Oscar tipped the thick film of ash building up on the top of his cigarette out the window of his car. He was taking me for a drive. He had said earlier that he had been meaning to show me a place with a view for a little while now but hadn’t gotten around to it. I was always down for some earthly exploration. So it was natural that I found myself in the passenger seat of Oscar’s car, a place that felt almost as natural as my own bed. Of course we were driving. Like all good fiends, speed had become an addiction of sorts, one to add to the ranks. And we were speeding, all right.

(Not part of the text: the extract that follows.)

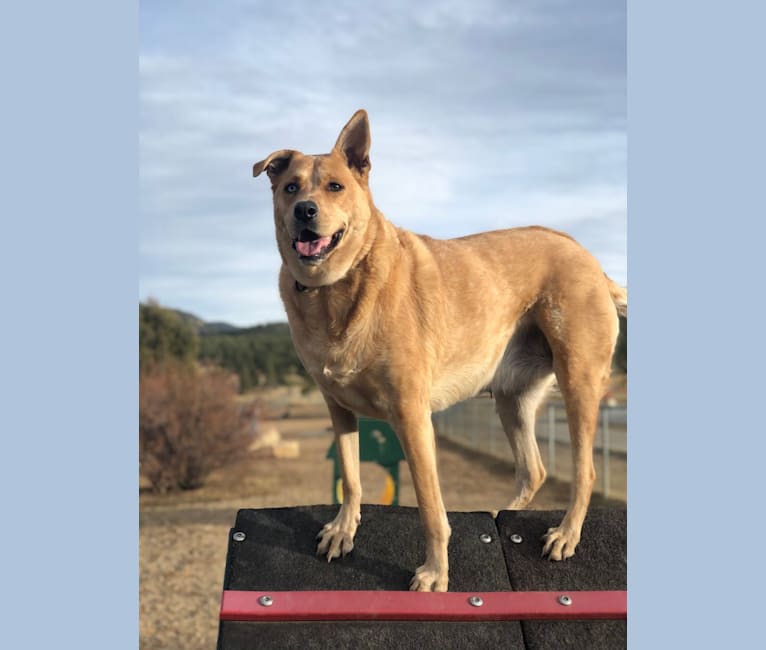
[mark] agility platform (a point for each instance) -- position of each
(278, 593)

It was the perfect place for a conversation; two big bodies tucked into a hulking metal incarnation birthed in the frothy resolve of pure, unadulterated science and strapped into plush seats with all the power of a thousand sun gods roaring for hellish action at the tips of our eager fingers. It was truly decadence and depravity all in one, wrapped perfectly together in a tight little unit with the balance and harmony one only encounters in strange yogis who claim to have seen nirvana. All that power packed into four or five tons of machine and filtered into ready availability for any fiend that happened to get in. It was something truly rare and wonderful.

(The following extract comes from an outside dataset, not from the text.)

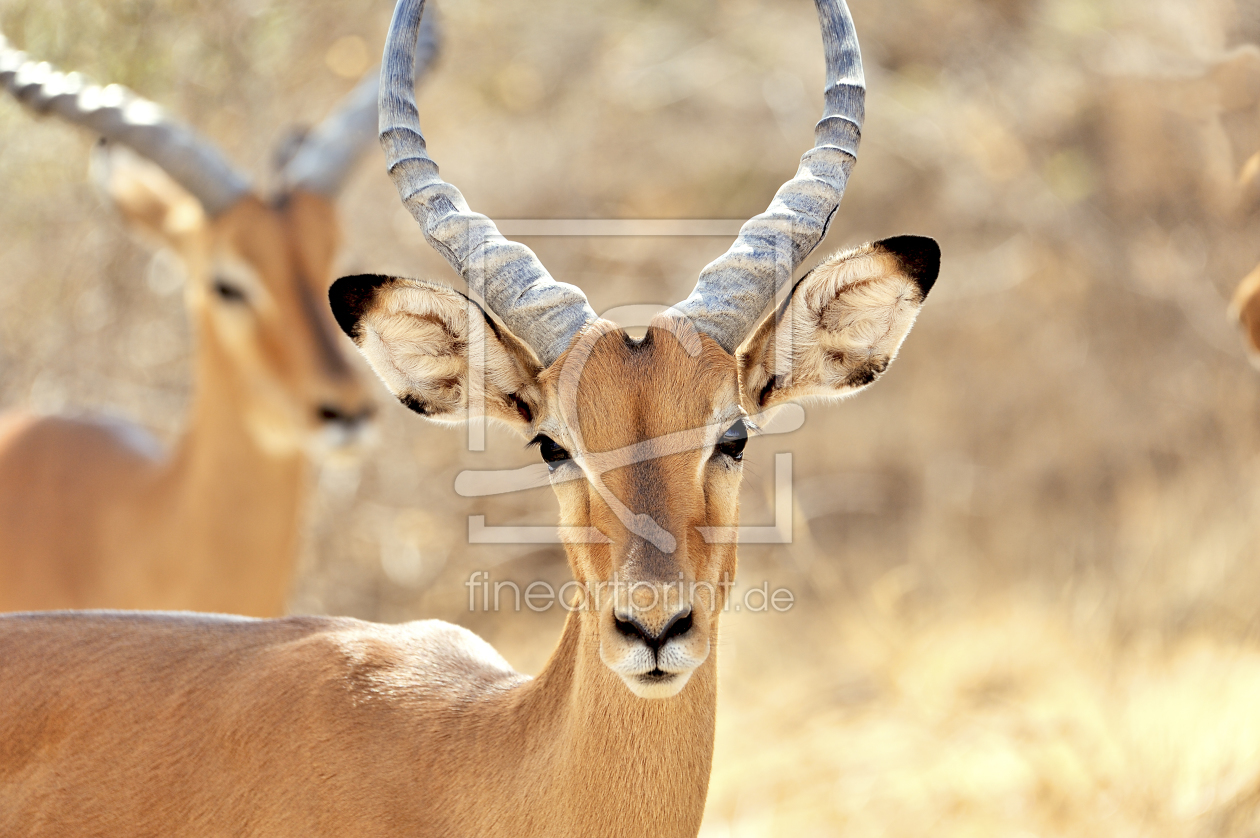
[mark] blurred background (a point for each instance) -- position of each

To be honest, I preferred bikes. There was just that much more freedom. What did Thompson say? It never got fast enough for me. The only real way to test your mettle was by riding it with all the pretensions stripped back, a feat only bikes could achieve. But then where would we have our lovely little conversations? Certainly not on bikes. Picture that! Two fiends screaming obscenities at each other in a crude attempt at conversation, words lost to the wind, and the pure speed of the situation making the poor schmuck who drew the short straw clinging for dear life on the back of the motorcycle appear to be little more than a ragdoll to the average passer-by. Oscar and I were men more cultured than that. Our adventures over bitumen, and off, had made us privy to the formal ways a road conversation should take place – in the comfort of a car, radio on, windows down, and with one hand on the steering wheel and one firmly clasping the gear stick.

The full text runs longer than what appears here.